Of course it is possible but whether something is practically attainable within a reasonable time frame is a different question. I understand the difference between a consensus based hard fork and a controversial hard fork. My point is that is that this entire subject has become controversial and there are some very staunch defenders of the blocksize limit, even within the Core development team itself. It would only take one of these developers to veto the code in order to block the change. Since any code that does not come from core would be regarded as controversial? I could see this taking years if any change is even achieved at all, there is a good reason why large democracies vote by a simple majority and not consensus, consensus in the literal sense of the word is almost impossible to achieve among large groups of people.

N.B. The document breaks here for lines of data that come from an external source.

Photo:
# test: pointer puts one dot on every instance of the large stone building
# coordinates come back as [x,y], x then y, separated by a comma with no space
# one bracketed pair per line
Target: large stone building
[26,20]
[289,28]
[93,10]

I can see Bitcoin easily being overtaken during this period, this is one of the reasons I am also invested in the altcoins. Bitcoin truly seems stagnant in comparison to me, the alternatives are able to innovate much faster and already have much greater transactional capacity then Bitcoin.
My argument stands on its own, if Core simply increased the blocksize limit to two megabytes it would reunite much of the community and Bitcoin would not be currently suffering from a congested network, which is currently causing transaction delays, increased fees and unreliability.
We have been down this path before,
it is unsafe to do so. Just because you may not know or understand why that is, that doesn't make it any less true. There may even be security issues at 1 MB that are not publicly disclosed for the obvious purposes. Whoever you ask about such, I doubt that they would disclose them outside of their 'inner' circles due to safety reasons.
I think it is ridiclous for you to say that 2MB is not safe. We have discussed the reosons for this extensivly already, for anyone intrested just look at our post histories.
I am presently mining 17MB blocks on the testnet using Bitcoin Unlimited.

I know you like to paint me as being an extremely unreasonable person, however what I am proposing here is very reasonable, most people outside of this field would recognize that the small blockist are taking an extreme and fundamentalist position. Most big blockist are applying pragmatic rationalism. Ideally I would just remove the blocksize limit completely or use an adaptive blocksize, as a compromise we proposed the mechanism within Classic, for an increase to two megabytes, we went from 20MB to 8MB and finally to 2MB, and I could argue using Bitcoin Unlimited we could even agree to a 1.1MB blocksize limit. There has been zero compromise from the small block camp, after 18 months. There is not even a blocksize limit increase on the Core road map.
As soon as the quadratic validation time problem has been solved, I see a semi-near future in which it is possible to increase the block size to a total of ~3-4 MB (includes the base expected amount that Segwit should provide, which is around 180%, i.e. 1.8 MB). However, the parameters are certainly going to be much different that you guys are expecting them to be. Doing a HF, which requires ALL custom implementations to be upgraded (this takes time for big businesses) just for a block size limit upgrade is also inefficient. The next HF should be optimally carry desired changes that require a HF in addition to a capacity increase with a grace period of 6-12 months.
So one year from the time that it is announced, and it has not even been announced yet and probably will not be any time soon. Great, lots of luck with that, I would advise you and everyone here to diversify their investments, this is the reason why Bitcoin has become stagnant.
Fortunately there are many alternatives to Bitcoin out there, I personally like Dash, and its solutions to governance, Ethereum and Monero are also both good cryptocurrencies, all of these cryptocurrencies do not have problems with scaling, Dash has a second tier, incentivized and collateralized voting full nodes that can handle a much greater load, because of the build in incentive. Ethereum already has far greater capacity then Bitcoin and it will have even more in following releases. Monero simply has an adaptive blocksize, with some very interesting incentive structures to keep the blocks from becoming to large.
I am pointing this out, because I think that you are underestimating the competition and overestimating the network effect of Bitcoin. Waiting several years for a simple capacity increase while the network is congested with all of its negative consequences is terrible for mass adoption, meanwhile the market share of Bitcoin is now 79.6%, there is a good reason for that and the trend will most likely continue as Bitcoin will continue to lose market cap to its competition.